The advent of exome sequencing over the past two years has led to an earthquake in the traditional approach of discovering new mutations involved in mendelian diseases, and it is increasingly considered as a powerful diagnostic tool for unresolved disorders. The question if exome sequencing will be soon an effective clinical diagnostic tool and if it will be succesfully fitted in the standard procedures of the clinical routine is a relevant topic well faced in a review recently published on Annals of Neurology. Exome sequencing could represent a dramatic improvement in the diagnosis of many Mendelian disorders (such as retinitis pigmentosa, Charcot-Marie-Tooth, etc.) characterized by locus heterogeneity. Sanger sequencing of all the exons of the candidate genes, is a time consuming procedures, representing a problem if a rapid molecular diagnosis is crucial for a more specific and effective care. The new NGS platforms seem to satisfy the needs of speed and accuracy, and the recent commercialization of kits for the sequening of a panel of genes involved in the main mendelian diseases is a further proof.
The possibility to sequence just a set of genes and not the entire exome is another crucial point that introduces some ethical concerns specially in those countries with a medical care based on private health insurance. A recent post on GenomeWeb by Matthew Dublin discuss the choice of UCLA to offer exome sequencing in a CLIA-certified (Clinical Laboratory Improvement Amendments) laboratory. It offers the service at $ 4.500 for an individual, $6.550 for a trio of exomes, and $2.500 for any additional exome. "There's a very large number of people with a clear Mendelian disease that do not have a molecular diagnosis" said Stan Nelson, a professor of human genetics at UCLA, "it's clearly more efficient to sequence the exome first, as the first genetic test" rather than subject a patient to a whole host of different tests, he noted. And about how to choose the patients for the exome sequencing: "Anyone with a very rare serious phenotype that's likely to be a single genetic event" would be eligible. Through exome sequencing and the bionformatic analysis of data they find a list of candidate variants, those are highlighted for further evaluation by a genomic data board. This step consist of a discussion between expert physicians, genetic counselors, bioinformaticians, medical geneticists, and the patient's primary physician. Only results that are relevant for the patient's disease are returned. The test is "explicitly to diagnose," Nelson said. Other institutes, such as the Medical College of Wisconsin and Children's Hospital, decided to be more stringent in the number of cases analysed with exome sequencing. They choose this technique only after all the other options are exhausted, but they return any relevant results that the patient's parents want, including variants that confer risk for adult-onset diseases.

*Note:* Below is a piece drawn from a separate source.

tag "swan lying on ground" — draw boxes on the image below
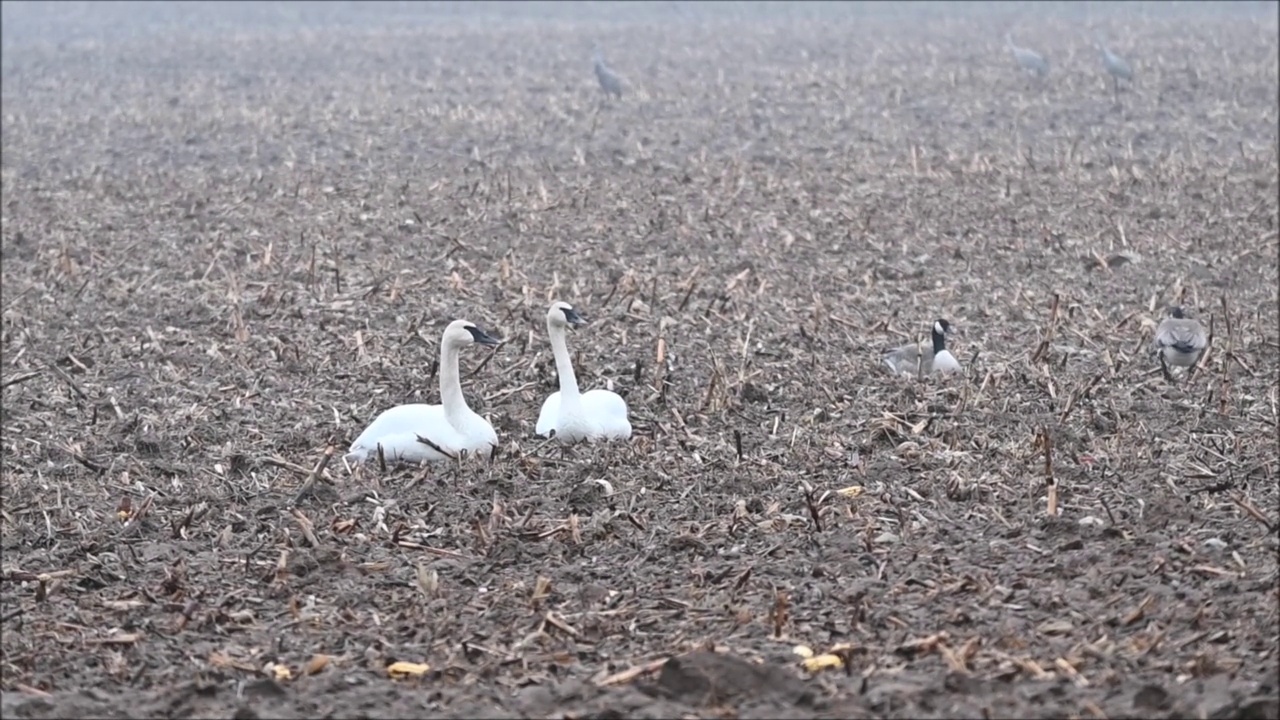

A crucial point is: how will the insurance companies treat exome sequencing? UCLA has no specific and formal agreements about reimbursement of the cost of exome sequencing, but Nelson thinks the test will eventually be reimbursed, because it will ultimately save them money. But a new doubt arises: after the reimbursement will the insurance companies claim demand to know all the variants of their customers?